THE WORST PRESIDENTS EVER: Big Lessons from the Most Colossal Failures in White House History - (Audio CD)
On the Presidents Day holiday, Americans traditionally concentrate on a few celebrated examples of White House greatness. But in a provocative, unconventional and all-new history program, Michael Medved argues that we can learn even more from alarming, astonishing and mostly untold stories of presidential failure.
After all, few leaders can ever hope to replicate the epic achievements of a Washington or a Lincoln. But every future president can—and must—seek to avoid the appalling ineptitude of John Tyler, Franklin Pierce, Andrew Johnson and their feckless fellow travelers on the road to the White House Hall of Shame.
As a starting point, Medved uses more than a dozen polls of prominent historians, journalists and politicians, taken between 1948 and 2011, that ranked all our chief executives from best to worst. The same three names—Lincoln, Washington and Franklin D. Roosevelt—emerged at the top of every list, but the bottom rungs of the ladder generated more controversy.

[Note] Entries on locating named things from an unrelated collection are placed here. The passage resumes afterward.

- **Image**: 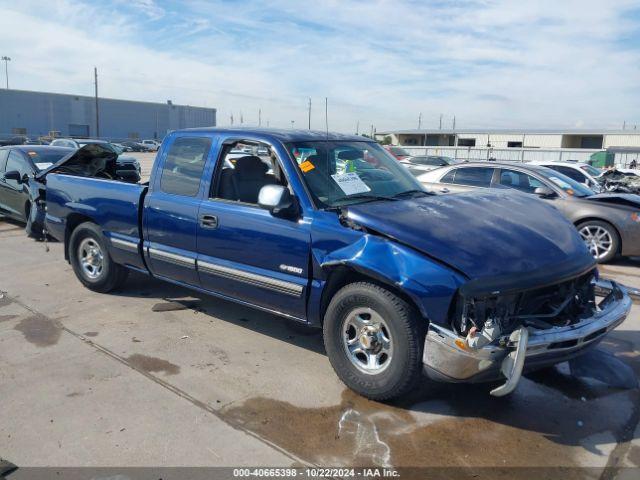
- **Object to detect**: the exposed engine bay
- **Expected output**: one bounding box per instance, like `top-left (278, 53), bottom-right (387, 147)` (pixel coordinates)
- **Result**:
top-left (452, 270), bottom-right (596, 349)
top-left (598, 168), bottom-right (640, 194)
top-left (46, 143), bottom-right (136, 181)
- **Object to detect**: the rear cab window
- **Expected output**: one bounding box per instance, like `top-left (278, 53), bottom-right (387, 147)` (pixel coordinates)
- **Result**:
top-left (0, 150), bottom-right (9, 173)
top-left (160, 137), bottom-right (211, 197)
top-left (445, 167), bottom-right (493, 188)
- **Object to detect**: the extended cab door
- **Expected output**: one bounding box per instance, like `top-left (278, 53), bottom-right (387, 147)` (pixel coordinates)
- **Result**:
top-left (198, 137), bottom-right (311, 319)
top-left (143, 134), bottom-right (211, 286)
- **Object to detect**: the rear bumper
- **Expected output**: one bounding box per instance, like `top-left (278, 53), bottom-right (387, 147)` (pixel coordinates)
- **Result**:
top-left (423, 281), bottom-right (632, 382)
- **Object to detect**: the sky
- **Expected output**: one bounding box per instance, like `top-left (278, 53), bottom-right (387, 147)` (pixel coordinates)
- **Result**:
top-left (0, 0), bottom-right (640, 133)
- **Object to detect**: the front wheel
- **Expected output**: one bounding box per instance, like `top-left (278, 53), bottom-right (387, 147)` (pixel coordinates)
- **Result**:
top-left (577, 220), bottom-right (620, 263)
top-left (69, 222), bottom-right (129, 293)
top-left (323, 282), bottom-right (426, 400)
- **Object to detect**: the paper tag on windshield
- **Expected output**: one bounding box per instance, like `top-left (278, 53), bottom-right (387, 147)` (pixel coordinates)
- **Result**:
top-left (331, 172), bottom-right (371, 195)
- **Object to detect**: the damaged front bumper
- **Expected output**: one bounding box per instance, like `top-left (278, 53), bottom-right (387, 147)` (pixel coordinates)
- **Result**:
top-left (423, 280), bottom-right (632, 396)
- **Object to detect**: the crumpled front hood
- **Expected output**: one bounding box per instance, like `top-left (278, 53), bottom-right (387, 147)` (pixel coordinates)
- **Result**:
top-left (35, 143), bottom-right (118, 180)
top-left (348, 191), bottom-right (594, 279)
top-left (585, 192), bottom-right (640, 208)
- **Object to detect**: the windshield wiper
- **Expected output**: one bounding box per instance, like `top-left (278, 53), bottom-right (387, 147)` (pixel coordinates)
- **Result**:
top-left (334, 193), bottom-right (397, 203)
top-left (393, 188), bottom-right (431, 198)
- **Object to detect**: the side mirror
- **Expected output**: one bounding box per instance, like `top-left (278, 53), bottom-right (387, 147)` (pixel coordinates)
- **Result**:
top-left (258, 185), bottom-right (294, 215)
top-left (4, 170), bottom-right (22, 184)
top-left (533, 187), bottom-right (555, 197)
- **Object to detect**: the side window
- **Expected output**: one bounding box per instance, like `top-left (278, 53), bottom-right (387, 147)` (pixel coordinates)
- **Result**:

Medved argues that the two presidents most often ranked as worst-of-the-worst—Warren G. Harding and U.S. Grant—don't deserve their disrespectful treatment, and he explains why both of them have begun a recent climb in historical esteem.
Meanwhile, a few other names almost always listed in the failure category—James Buchanan, Franklin Pierce, John Tyler, Andrew Johnson—richly earned their opprobrium and make the cut among Medved's "White House Worst." In fact, each of these men contributed to bringing on the greatest disaster in American history—the Civil War—or played a role in the tragic failures of the Reconstruction era.

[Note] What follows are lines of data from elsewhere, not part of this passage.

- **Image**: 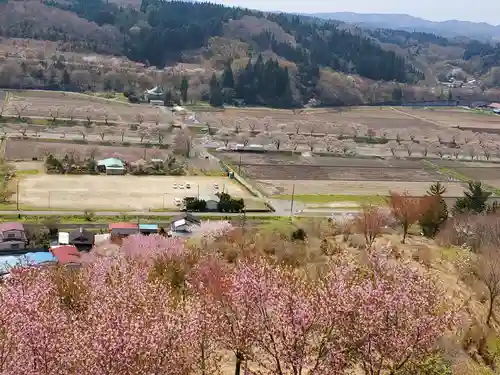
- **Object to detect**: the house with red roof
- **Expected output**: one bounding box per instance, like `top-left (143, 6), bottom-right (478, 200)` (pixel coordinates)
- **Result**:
top-left (50, 245), bottom-right (81, 265)
top-left (0, 222), bottom-right (28, 251)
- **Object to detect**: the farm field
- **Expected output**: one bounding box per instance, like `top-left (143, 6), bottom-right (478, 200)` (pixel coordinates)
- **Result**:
top-left (223, 152), bottom-right (448, 182)
top-left (257, 180), bottom-right (464, 201)
top-left (392, 108), bottom-right (500, 131)
top-left (4, 90), bottom-right (173, 124)
top-left (19, 174), bottom-right (256, 211)
top-left (5, 139), bottom-right (168, 161)
top-left (199, 107), bottom-right (438, 134)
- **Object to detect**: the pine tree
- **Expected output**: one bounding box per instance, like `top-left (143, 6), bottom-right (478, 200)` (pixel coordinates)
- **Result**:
top-left (419, 182), bottom-right (448, 238)
top-left (222, 62), bottom-right (234, 89)
top-left (210, 73), bottom-right (224, 107)
top-left (181, 76), bottom-right (189, 104)
top-left (453, 181), bottom-right (491, 215)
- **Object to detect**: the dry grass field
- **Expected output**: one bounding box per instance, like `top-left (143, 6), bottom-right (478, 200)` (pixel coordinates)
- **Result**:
top-left (258, 180), bottom-right (464, 197)
top-left (199, 107), bottom-right (438, 134)
top-left (392, 108), bottom-right (500, 131)
top-left (5, 139), bottom-right (168, 162)
top-left (19, 174), bottom-right (253, 211)
top-left (5, 91), bottom-right (172, 123)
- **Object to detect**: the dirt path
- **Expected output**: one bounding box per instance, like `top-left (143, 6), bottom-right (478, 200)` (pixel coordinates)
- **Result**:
top-left (390, 107), bottom-right (443, 128)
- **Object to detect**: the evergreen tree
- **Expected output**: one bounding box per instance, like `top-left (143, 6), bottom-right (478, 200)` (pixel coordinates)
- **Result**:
top-left (210, 73), bottom-right (224, 107)
top-left (163, 90), bottom-right (173, 107)
top-left (419, 182), bottom-right (448, 238)
top-left (181, 76), bottom-right (189, 104)
top-left (453, 181), bottom-right (491, 215)
top-left (222, 61), bottom-right (234, 89)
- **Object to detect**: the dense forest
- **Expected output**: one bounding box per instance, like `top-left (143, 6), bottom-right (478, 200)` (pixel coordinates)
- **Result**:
top-left (39, 0), bottom-right (420, 82)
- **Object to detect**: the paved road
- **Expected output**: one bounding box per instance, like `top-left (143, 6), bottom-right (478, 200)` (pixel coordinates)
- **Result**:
top-left (0, 210), bottom-right (357, 218)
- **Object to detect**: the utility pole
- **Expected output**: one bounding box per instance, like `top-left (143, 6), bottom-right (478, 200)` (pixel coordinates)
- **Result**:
top-left (16, 179), bottom-right (19, 211)
top-left (290, 184), bottom-right (295, 218)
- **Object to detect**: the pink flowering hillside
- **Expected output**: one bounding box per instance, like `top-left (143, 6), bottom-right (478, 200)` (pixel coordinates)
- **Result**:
top-left (0, 229), bottom-right (455, 375)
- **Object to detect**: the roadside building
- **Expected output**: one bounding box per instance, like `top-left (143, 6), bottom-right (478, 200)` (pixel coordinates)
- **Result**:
top-left (50, 245), bottom-right (81, 266)
top-left (0, 222), bottom-right (28, 252)
top-left (97, 158), bottom-right (126, 175)
top-left (68, 227), bottom-right (94, 251)
top-left (200, 194), bottom-right (220, 212)
top-left (139, 224), bottom-right (159, 236)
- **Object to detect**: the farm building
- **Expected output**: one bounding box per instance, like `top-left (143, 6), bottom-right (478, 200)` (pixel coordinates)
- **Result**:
top-left (170, 213), bottom-right (201, 233)
top-left (0, 223), bottom-right (27, 251)
top-left (68, 228), bottom-right (94, 251)
top-left (97, 158), bottom-right (126, 175)
top-left (200, 195), bottom-right (220, 211)
top-left (109, 223), bottom-right (139, 237)
top-left (139, 224), bottom-right (159, 236)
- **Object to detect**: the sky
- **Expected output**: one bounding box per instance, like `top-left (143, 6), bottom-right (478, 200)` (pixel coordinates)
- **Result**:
top-left (209, 0), bottom-right (500, 25)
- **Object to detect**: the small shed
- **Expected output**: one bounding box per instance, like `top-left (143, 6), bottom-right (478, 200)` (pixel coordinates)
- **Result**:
top-left (50, 245), bottom-right (80, 265)
top-left (109, 223), bottom-right (139, 237)
top-left (68, 227), bottom-right (94, 251)
top-left (97, 158), bottom-right (126, 175)
top-left (57, 232), bottom-right (69, 245)
top-left (139, 224), bottom-right (159, 236)
top-left (200, 195), bottom-right (220, 211)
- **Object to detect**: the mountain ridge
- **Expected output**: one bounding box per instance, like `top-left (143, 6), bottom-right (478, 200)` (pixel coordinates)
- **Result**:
top-left (307, 12), bottom-right (500, 40)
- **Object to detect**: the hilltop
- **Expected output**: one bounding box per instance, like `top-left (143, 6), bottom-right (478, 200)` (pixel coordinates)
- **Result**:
top-left (0, 0), bottom-right (500, 108)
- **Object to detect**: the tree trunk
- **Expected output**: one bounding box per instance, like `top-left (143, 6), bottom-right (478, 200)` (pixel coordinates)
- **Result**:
top-left (234, 352), bottom-right (243, 375)
top-left (486, 294), bottom-right (494, 327)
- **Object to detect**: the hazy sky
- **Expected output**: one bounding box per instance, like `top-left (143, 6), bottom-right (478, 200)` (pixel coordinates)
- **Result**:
top-left (212, 0), bottom-right (500, 25)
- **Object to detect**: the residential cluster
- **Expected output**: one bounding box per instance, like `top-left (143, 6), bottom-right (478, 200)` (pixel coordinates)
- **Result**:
top-left (0, 213), bottom-right (201, 277)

- Which of these men dealt with an invalid wife who locked herself upstairs in the White House and spent her time writing letters to a dead son—while also convening the very first executive mansion séance?
- Which president won a gorgeous new wife (thirty years his junior) when he helped rescue her from a tragic explosion that killed her father—as well as the Secretary of State?

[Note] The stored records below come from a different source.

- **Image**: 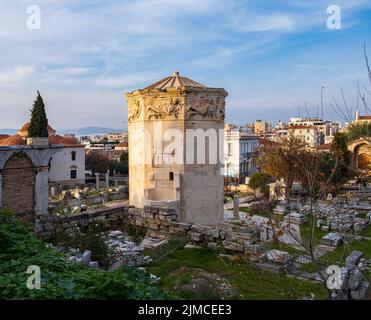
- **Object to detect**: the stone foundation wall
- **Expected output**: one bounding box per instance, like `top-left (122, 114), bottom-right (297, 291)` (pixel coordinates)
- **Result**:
top-left (35, 206), bottom-right (260, 254)
top-left (0, 153), bottom-right (36, 213)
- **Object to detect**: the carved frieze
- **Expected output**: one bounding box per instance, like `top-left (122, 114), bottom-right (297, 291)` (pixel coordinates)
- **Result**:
top-left (187, 97), bottom-right (225, 120)
top-left (128, 97), bottom-right (225, 122)
top-left (128, 100), bottom-right (142, 122)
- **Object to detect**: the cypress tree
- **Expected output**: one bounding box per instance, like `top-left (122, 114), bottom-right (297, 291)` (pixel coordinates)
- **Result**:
top-left (28, 91), bottom-right (49, 138)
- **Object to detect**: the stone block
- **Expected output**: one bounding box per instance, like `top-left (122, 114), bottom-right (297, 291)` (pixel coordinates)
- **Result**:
top-left (191, 232), bottom-right (203, 242)
top-left (266, 250), bottom-right (292, 264)
top-left (346, 251), bottom-right (364, 268)
top-left (350, 281), bottom-right (370, 300)
top-left (321, 232), bottom-right (343, 247)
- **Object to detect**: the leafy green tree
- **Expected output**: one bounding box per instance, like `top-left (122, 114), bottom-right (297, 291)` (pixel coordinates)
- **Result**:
top-left (0, 209), bottom-right (167, 300)
top-left (28, 91), bottom-right (49, 138)
top-left (249, 172), bottom-right (272, 198)
top-left (346, 122), bottom-right (371, 142)
top-left (85, 150), bottom-right (109, 174)
top-left (109, 151), bottom-right (129, 174)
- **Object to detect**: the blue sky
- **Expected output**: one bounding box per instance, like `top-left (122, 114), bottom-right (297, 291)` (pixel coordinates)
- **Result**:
top-left (0, 0), bottom-right (371, 128)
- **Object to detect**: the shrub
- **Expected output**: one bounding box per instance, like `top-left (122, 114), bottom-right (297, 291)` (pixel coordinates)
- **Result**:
top-left (0, 210), bottom-right (165, 299)
top-left (127, 224), bottom-right (147, 244)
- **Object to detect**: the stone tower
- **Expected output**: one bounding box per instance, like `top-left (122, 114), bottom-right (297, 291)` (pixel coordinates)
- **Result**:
top-left (126, 72), bottom-right (228, 224)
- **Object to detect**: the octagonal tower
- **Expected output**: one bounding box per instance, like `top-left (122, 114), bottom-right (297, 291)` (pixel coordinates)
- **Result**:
top-left (126, 72), bottom-right (228, 224)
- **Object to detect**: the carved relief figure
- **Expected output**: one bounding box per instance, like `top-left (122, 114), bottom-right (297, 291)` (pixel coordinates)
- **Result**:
top-left (147, 99), bottom-right (181, 120)
top-left (187, 98), bottom-right (225, 120)
top-left (128, 100), bottom-right (142, 122)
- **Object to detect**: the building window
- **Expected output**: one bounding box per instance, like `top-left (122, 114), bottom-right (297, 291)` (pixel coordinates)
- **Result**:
top-left (228, 143), bottom-right (232, 157)
top-left (70, 168), bottom-right (77, 179)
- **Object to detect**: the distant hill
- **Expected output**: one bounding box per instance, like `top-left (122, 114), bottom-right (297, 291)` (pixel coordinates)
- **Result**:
top-left (57, 127), bottom-right (124, 136)
top-left (0, 127), bottom-right (124, 136)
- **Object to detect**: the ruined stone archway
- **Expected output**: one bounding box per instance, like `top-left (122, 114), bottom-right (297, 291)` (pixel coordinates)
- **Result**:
top-left (2, 153), bottom-right (36, 213)
top-left (358, 153), bottom-right (371, 171)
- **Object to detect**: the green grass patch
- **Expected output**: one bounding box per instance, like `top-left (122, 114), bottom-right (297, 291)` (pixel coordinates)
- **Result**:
top-left (0, 210), bottom-right (166, 300)
top-left (149, 248), bottom-right (327, 300)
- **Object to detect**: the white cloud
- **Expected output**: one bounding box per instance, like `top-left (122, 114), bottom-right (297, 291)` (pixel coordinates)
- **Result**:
top-left (0, 65), bottom-right (35, 86)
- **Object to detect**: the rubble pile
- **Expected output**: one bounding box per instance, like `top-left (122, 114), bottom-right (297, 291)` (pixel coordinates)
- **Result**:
top-left (106, 230), bottom-right (152, 270)
top-left (66, 248), bottom-right (99, 268)
top-left (331, 251), bottom-right (371, 300)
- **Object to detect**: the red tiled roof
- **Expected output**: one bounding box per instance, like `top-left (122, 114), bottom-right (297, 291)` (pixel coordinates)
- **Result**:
top-left (259, 138), bottom-right (279, 146)
top-left (317, 143), bottom-right (331, 150)
top-left (0, 134), bottom-right (85, 147)
top-left (287, 125), bottom-right (313, 130)
top-left (0, 134), bottom-right (26, 147)
top-left (19, 122), bottom-right (55, 132)
top-left (116, 141), bottom-right (129, 148)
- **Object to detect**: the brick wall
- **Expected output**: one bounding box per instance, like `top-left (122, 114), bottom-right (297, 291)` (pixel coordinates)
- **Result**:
top-left (1, 153), bottom-right (36, 213)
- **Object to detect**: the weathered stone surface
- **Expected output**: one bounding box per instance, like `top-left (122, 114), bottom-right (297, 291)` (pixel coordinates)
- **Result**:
top-left (321, 232), bottom-right (343, 247)
top-left (266, 250), bottom-right (292, 264)
top-left (350, 281), bottom-right (370, 300)
top-left (348, 269), bottom-right (363, 290)
top-left (346, 251), bottom-right (364, 268)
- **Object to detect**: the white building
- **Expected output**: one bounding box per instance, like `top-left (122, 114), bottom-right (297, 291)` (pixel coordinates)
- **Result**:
top-left (287, 118), bottom-right (340, 146)
top-left (0, 122), bottom-right (85, 187)
top-left (224, 125), bottom-right (259, 182)
top-left (49, 145), bottom-right (85, 186)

- And which president tried to reform his alcoholic, self-destructive son by installing him as his chief White House aide, only to watch helplessly as the talented young man plunged ever deeper into his addiction and wrecked his father's administration in the process?
The misunderstood Herbert Hoover also shows up on the list of losers, but not for the reasons he became wildly unpopular among his contemporaries. No, he doesn't deserve blame for the Great Depression—the stock market crashed a mere six months after he took office. But he does deserve history's harshest judgment for responding to economic hardship in exactly the wrong way: by hiking taxes (painfully and needlessly), raising tariffs, and growing government. By the same token, what made Jimmy Carter's regime such a spectacular disaster wasn't the economic suffering the people endured under his leadership: he was still serving his single term as Georgia governor at the time of the Arab Oil Embargo and the beginning of crippling inflation. It was Carter's handling of crisis and reverses that made him so uniquely incompetent, and associated his leadership forever with the term "malaise."
Finally, Medved explains why other candidates often nominated for lists of the White House Worst don't really belong there—exonerating Harding, Grant and Nixon as well as George W. Bush and (so far, at least) Barack Obama. Meanwhile, two other presidents much-admired by historians—Woodrow Wilson and Lyndon Johnson—deserve special consideration. Their first term stature and undeniable achievements disqualify them from lists of all-time worsts, but megalomaniacal personalities, devastating damage to the Republic by their stubbornly-pursued policies, and heartbreaking rejection by the populace create a separate category of Epic Disasters.
Entertaining, surprising, informative and insightful, Medved's new history program includes pointed advice for future presidents (and our current incumbent) on how to avoid joining the terribly tarnished names included in the rich story-telling in this presentation of The Worst Presidents Ever.